Solve the following system of equations:
–2x + 2y = 8
2x – 7y = 7
A. (–2, 2)
B. (–7, –3)
C. (1, 5)
D. (0, –1)
Solve the following system of equations:
4y + 2x = 14
2y + 2x = 10
A. (1, 4)
B. (3, 2)
C. (–7, 12)
D. (0, 7)
#1. Add the two equations to get
-5y = 15
#2. Subtract the two equations to get
2y = 4
To solve the first system of equations:
Step 1: Let's eliminate x by adding the two equations.
(-2x + 2y) + (2x - 7y) = 8 + 7
-2x + 2x + 2y - 7y = 15
-5y = 15
Step 2: Divide both sides of the equation by -5 to solve for y.
-5y / -5 = 15 / -5
y = -3
Step 3: Substitute the value of y back into one of the original equations to solve for x.
-2x + 2(-3) = 8
-2x - 6 = 8
-2x = 8 + 6
-2x = 14
x = 14 / -2
x = -7
Therefore, the solution to the first system of equations is (-7, -3), so the correct answer is option B.

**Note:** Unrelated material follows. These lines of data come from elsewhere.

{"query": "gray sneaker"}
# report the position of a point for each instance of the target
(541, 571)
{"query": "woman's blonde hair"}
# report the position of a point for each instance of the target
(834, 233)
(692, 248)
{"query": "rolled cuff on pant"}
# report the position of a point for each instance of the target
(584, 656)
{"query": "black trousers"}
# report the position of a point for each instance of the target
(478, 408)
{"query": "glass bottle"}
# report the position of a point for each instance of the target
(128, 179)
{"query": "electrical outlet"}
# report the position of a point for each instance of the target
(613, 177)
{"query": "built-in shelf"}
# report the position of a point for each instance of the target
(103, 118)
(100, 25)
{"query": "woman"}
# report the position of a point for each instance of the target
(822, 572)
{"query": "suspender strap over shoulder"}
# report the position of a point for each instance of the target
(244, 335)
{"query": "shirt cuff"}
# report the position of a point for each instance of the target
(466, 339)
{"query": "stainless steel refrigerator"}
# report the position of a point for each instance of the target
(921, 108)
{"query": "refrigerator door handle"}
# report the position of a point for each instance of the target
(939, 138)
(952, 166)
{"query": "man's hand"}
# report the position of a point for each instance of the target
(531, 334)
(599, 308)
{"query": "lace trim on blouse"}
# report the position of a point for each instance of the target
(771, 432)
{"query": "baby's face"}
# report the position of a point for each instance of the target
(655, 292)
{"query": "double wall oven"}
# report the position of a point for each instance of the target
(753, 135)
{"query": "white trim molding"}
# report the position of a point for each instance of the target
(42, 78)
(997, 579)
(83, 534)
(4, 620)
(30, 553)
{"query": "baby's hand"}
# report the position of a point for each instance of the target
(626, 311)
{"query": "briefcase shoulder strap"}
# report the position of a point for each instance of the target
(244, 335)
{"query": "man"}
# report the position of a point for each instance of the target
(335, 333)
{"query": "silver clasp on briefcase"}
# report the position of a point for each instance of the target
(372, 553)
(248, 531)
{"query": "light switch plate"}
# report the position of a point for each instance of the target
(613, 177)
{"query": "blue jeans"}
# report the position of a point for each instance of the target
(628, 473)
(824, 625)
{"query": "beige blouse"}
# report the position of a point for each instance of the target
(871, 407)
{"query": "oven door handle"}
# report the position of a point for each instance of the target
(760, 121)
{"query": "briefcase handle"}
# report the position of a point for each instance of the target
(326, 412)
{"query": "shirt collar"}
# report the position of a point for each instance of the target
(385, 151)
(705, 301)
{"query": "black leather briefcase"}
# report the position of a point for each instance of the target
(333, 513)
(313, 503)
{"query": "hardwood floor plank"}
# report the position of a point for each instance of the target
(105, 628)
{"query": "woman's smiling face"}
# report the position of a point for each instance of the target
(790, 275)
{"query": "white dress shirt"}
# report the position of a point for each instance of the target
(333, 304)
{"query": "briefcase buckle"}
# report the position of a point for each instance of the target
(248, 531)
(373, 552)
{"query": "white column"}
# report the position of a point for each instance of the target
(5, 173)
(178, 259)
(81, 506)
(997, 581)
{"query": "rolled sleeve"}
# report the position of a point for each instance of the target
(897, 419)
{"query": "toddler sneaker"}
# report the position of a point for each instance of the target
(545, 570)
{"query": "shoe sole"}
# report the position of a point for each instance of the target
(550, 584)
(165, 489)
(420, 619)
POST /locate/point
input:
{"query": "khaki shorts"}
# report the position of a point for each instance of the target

To solve the second system of equations:
Step 1: Let's eliminate x by subtracting the second equation from the first equation.
(4y + 2x) - (2y + 2x) = 14 - 10
4y + 2x - 2y - 2x = 4
2y = 4
Step 2: Divide both sides of the equation by 2 to solve for y.
2y / 2 = 4 / 2
y = 2
Step 3: Substitute the value of y back into one of the original equations to solve for x.
4(2) + 2x = 14
8 + 2x = 14
2x = 14 - 8
2x = 6
x = 6 / 2
x = 3
Therefore, the solution to the second system of equations is (3, 2), so the correct answer is option B.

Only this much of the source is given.